Monday, August 24, 2009

The Phantom Tollbooth

We finished reading The Phantom Tollbooth tonight, and I had never read it before, but had always heard of it. This is part of the fun of reading with your children - you get to read things you love, and learn to love new things, too.

The Story: Milo doesn't enjoy life. Everything seems to be a waste of time, and he never enjoys what he is doing, always thinking about what else he could be doing. When he gets a mysterious gift of a tollbooth, he has no idea how his way of thinking is going to change. He goes on an adventure, starting with a toll paid into the phantom tollbooth. He enters the very literal city of Dictionopolis, travels to the numerical Digitopolis, and seeks to restore the princesses Rhyme and Reason to their rightful place as leaders of the entire Kingdom of Wisdom. He fights his way through Ignorance along the way, makes some very good friends, and learns that maybe there are things in his own life to be enjoyed, just as they are.

The Good: It's a fun read for the parent, I think. There are a lot of puns and plays on words and ironic twists of plot that may go over the average child's head at first glance, but which I found very enjoyable. Evalina thought it was funny, and loved the quest for the princesses. She also got a lot of the jokes and lessons that I didn't expect her to. Milo becomes likeable and learns to be brave and his friends, Tock the Watchdog and the Humbug, are steadfast and true. I think it is equally suited for girls or boys. The lesson that Rhyme and Reason are needed for Wisdom to prevail is a good one, and if she can hold that in her head, it's a win. There are also fun illustrations throughout.

The Bad: As I said, some of the puns go a bit over Evalina's head. Some of the creatures they meet are downright dastardly, and I could see having nightmares about Trivium, the demon who causes you to get caught up in meaningless tasks and never lets you get anything done, or any of the other demons that Milo and his friends encounter in the Mountains of Ignorance. Evalina hasn't complained about anything of the sort, but I can see it as a possibility. Other than that, I can't think of anything to negative.

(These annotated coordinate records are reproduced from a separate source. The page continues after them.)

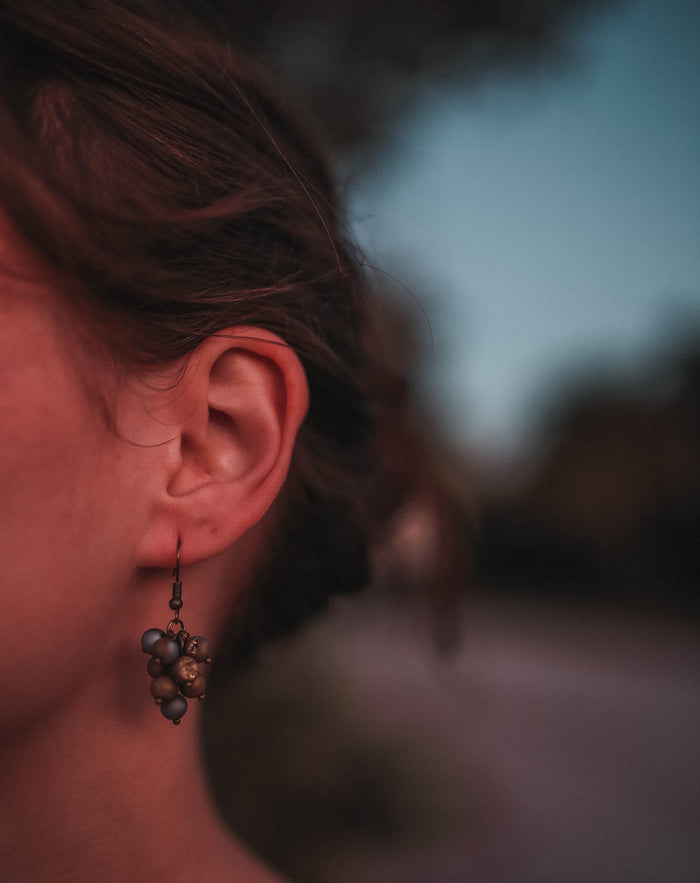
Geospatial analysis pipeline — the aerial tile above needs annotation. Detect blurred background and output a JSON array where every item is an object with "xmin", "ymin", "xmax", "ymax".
[{"xmin": 197, "ymin": 0, "xmax": 700, "ymax": 883}]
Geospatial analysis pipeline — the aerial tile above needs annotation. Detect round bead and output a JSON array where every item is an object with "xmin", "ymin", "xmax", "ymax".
[
  {"xmin": 185, "ymin": 635, "xmax": 210, "ymax": 662},
  {"xmin": 151, "ymin": 638, "xmax": 180, "ymax": 665},
  {"xmin": 141, "ymin": 629, "xmax": 165, "ymax": 653},
  {"xmin": 172, "ymin": 656, "xmax": 199, "ymax": 684},
  {"xmin": 180, "ymin": 675, "xmax": 207, "ymax": 699},
  {"xmin": 146, "ymin": 656, "xmax": 165, "ymax": 678},
  {"xmin": 160, "ymin": 696, "xmax": 187, "ymax": 721},
  {"xmin": 151, "ymin": 675, "xmax": 177, "ymax": 705}
]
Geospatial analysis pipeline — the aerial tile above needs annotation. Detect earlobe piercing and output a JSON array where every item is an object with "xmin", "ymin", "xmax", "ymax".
[{"xmin": 141, "ymin": 538, "xmax": 211, "ymax": 724}]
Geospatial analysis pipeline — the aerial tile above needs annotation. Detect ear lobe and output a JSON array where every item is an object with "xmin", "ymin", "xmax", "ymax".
[{"xmin": 143, "ymin": 327, "xmax": 308, "ymax": 566}]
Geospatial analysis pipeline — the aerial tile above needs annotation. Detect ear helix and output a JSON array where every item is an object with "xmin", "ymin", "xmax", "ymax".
[{"xmin": 141, "ymin": 538, "xmax": 211, "ymax": 724}]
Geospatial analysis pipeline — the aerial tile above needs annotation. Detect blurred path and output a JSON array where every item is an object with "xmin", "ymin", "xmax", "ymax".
[{"xmin": 324, "ymin": 605, "xmax": 700, "ymax": 883}]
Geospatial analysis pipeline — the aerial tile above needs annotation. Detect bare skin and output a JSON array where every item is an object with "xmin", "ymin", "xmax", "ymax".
[{"xmin": 0, "ymin": 228, "xmax": 307, "ymax": 883}]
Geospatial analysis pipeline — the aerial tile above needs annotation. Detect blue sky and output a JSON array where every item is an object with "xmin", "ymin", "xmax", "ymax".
[{"xmin": 351, "ymin": 0, "xmax": 700, "ymax": 452}]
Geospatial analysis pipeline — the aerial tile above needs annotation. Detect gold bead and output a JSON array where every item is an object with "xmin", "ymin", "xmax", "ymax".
[
  {"xmin": 185, "ymin": 635, "xmax": 211, "ymax": 662},
  {"xmin": 172, "ymin": 656, "xmax": 199, "ymax": 684},
  {"xmin": 180, "ymin": 675, "xmax": 207, "ymax": 699}
]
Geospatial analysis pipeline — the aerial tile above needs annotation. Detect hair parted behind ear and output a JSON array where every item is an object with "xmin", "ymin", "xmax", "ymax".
[{"xmin": 0, "ymin": 0, "xmax": 388, "ymax": 664}]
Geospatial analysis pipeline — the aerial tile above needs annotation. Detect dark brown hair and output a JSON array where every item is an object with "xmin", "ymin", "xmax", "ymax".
[{"xmin": 0, "ymin": 0, "xmax": 376, "ymax": 652}]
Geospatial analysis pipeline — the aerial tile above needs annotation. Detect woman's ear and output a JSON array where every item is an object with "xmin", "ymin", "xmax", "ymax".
[{"xmin": 139, "ymin": 326, "xmax": 308, "ymax": 567}]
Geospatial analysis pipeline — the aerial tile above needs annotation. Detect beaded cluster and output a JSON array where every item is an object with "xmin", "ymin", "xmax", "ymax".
[{"xmin": 141, "ymin": 540, "xmax": 211, "ymax": 724}]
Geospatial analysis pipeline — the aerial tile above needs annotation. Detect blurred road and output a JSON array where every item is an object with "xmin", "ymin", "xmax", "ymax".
[{"xmin": 323, "ymin": 605, "xmax": 700, "ymax": 883}]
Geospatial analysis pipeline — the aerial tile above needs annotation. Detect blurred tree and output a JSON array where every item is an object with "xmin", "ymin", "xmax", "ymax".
[{"xmin": 187, "ymin": 0, "xmax": 614, "ymax": 155}]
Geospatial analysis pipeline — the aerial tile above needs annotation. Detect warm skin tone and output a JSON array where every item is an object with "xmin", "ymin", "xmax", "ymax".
[{"xmin": 0, "ymin": 228, "xmax": 308, "ymax": 883}]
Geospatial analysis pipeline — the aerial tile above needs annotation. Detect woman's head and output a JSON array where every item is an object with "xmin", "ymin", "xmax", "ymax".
[{"xmin": 0, "ymin": 0, "xmax": 382, "ymax": 664}]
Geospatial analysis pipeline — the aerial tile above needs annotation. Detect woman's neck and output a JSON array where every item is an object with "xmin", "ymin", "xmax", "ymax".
[{"xmin": 0, "ymin": 644, "xmax": 280, "ymax": 883}]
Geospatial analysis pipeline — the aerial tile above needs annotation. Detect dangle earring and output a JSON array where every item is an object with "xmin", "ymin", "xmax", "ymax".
[{"xmin": 141, "ymin": 537, "xmax": 211, "ymax": 724}]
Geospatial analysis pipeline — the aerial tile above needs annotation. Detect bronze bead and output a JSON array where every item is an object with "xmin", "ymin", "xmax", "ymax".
[
  {"xmin": 146, "ymin": 656, "xmax": 165, "ymax": 678},
  {"xmin": 180, "ymin": 675, "xmax": 207, "ymax": 699},
  {"xmin": 151, "ymin": 675, "xmax": 177, "ymax": 705},
  {"xmin": 185, "ymin": 635, "xmax": 211, "ymax": 662},
  {"xmin": 172, "ymin": 656, "xmax": 199, "ymax": 684}
]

The Verdict: A really great and fun book! Probably better suited for the recommended ages of 9-12, but it was fine for Evalina. I hope that she re-reads it on her own when she is older, so that she can get some more out of it. I really enjoyed reading it with her, though. I think Milo learned some valuable lessons, and I hope that Evalina takes them to heart. I can recommend this one heartily.